"Then will you keep quite still, Captain, until I return? And keep your arm quietly in the sling? The leech said..."

"Never mind what the leech said, run, John ... the sight of myself in that glass there causes me more pain than this stupid scratch. Run quickly, John, for I hear her footstep in the next room.... I'll not move from the edge of this bed, I swear it, if you'll only run."

He kept his word and never stirred from where he sat; but he strained his ears to listen, for through the thin partition wall he could just hear her footstep on the rough wooden floor, and occasionally her voice when she spoke to Betty.

Half an hour later, when John Stich had done his best to valet and dress him, he waited upon her ladyship at breakfast in the parlour downstairs.

She came forward to greet him, her dainty hand outstretched, her eyes anxiously scanning his face.

"You should not have risen yet, sir," she said half shyly as he pressed her finger-tips to his lips, "your poor wounded shoulder..."

"Nay, with your pardon, madam," he said lightly, "'tis well already since your sweet hand has tended it."

"'Twas my desire to nurse you awhile longer, and not allow you to risk your life for me again."

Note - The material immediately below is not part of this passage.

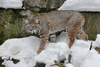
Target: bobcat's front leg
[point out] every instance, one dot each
(44, 39)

"My life? Nay! I'll trust that to mine old enemy, Fortune: she has ta'en care of it all these years, that I might better now place it at your service."

She said nothing, for she felt unaccountably shy. She, who had had half the gilded youth of England at her feet, found no light bantering word with which to meet this man; and beneath his ardent gaze she felt herself blushing like a school miss at her first ball.